You can also set the `doc_id` of any `Document` directly!

```
document.doc_id = "My new document id!"
```

Note: the ID can also be set through the `node_id` or `id_` property on a Document object, similar to a `TextNode` object.

### Advanced - Metadata Customization

A key detail mentioned above is that by default, any metadata you set is included in the embeddings generation and LLM.

#### Customizing LLM Metadata Text

Typically, a document might have many metadata keys, but you might not want all of them visible to the LLM during response synthesis. In the above examples, we may not want the LLM to read the `file_name` of our document. However, the `file_name` might include information that will help generate better embeddings. A key advantage of doing this is to bias the embeddings for retrieval without changing what the LLM ends up reading.

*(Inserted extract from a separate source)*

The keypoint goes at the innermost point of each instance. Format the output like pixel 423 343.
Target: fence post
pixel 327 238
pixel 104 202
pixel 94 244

We can exclude it like so:

```
document.excluded_llm_metadata_keys = ["file_name"]
```

Then, we can test what the LLM will actually end up reading using the `get_content()` function and specifying `MetadataMode.LLM`:

```
from llama_index.core.schema import MetadataMode


print(document.get_content(metadata_mode=MetadataMode.LLM))
```

#### Customizing Embedding Metadata Text

Similar to customizing the metadata visible to the LLM, we can also customize the metadata visible to embeddings. In this case, you can specifically exclude metadata visible to the embedding model, in case you DON’T want particular text to bias the embeddings.

```
document.excluded_embed_metadata_keys = ["file_name"]
```

Then, we can test what the embedding model will actually end up reading using the `get_content()` function and specifying `MetadataMode.EMBED`:

```
from llama_index.core.schema import MetadataMode


print(document.get_content(metadata_mode=MetadataMode.EMBED))
```

#### Customizing Metadata Format

As you know by now, metadata is injected into the actual text of each document/node when sent to the LLM or embedding model. By default, the format of this metadata is controlled by three attributes:

1. `Document.metadata_seperator` -> default = `"\n"`

When concatenating all key/value fields of your metadata, this field controls the separator between each key/value pair.

2. `Document.metadata_template` -> default = `"{key}: {value}"`

This attribute controls how each key/value pair in your metadata is formatted. The two variables `key` and `value` string keys are required.

3. `Document.text_template` -> default = `{metadata_str}\n\n{content}`

Once your metadata is converted into a string using `metadata_seperator` and `metadata_template`, this templates controls what that metadata looks like when joined with the text content of your document/node. The `metadata` and `content` string keys are required.

### Summary

Knowing all this, let’s create a short example using all this power:

```
from llama_index.core import Document
from llama_index.core.schema import MetadataMode


document = Document(
    text="This is a super-customized document",
    metadata={
        "file_name": "super_secret_document.txt",
        "category": "finance",
        "author": "LlamaIndex",
    },
    excluded_llm_metadata_keys=["file_name"],
    metadata_seperator="::",
    metadata_template="{key}=>{value}",
    text_template="Metadata: {metadata_str}\n-----\nContent: {content}",
)


print(
    "The LLM sees this: \n",
    document.get_content(metadata_mode=MetadataMode.LLM),
)
print(
    "The Embedding model sees this: \n",
    document.get_content(metadata_mode=MetadataMode.EMBED),
)
```

### Advanced - Automatic Metadata Extraction

We have [initial examples](/python/framework/module_guides/loading/documents_and_nodes/usage_metadata_extractor/index.md) of using LLMs themselves to perform metadata extraction.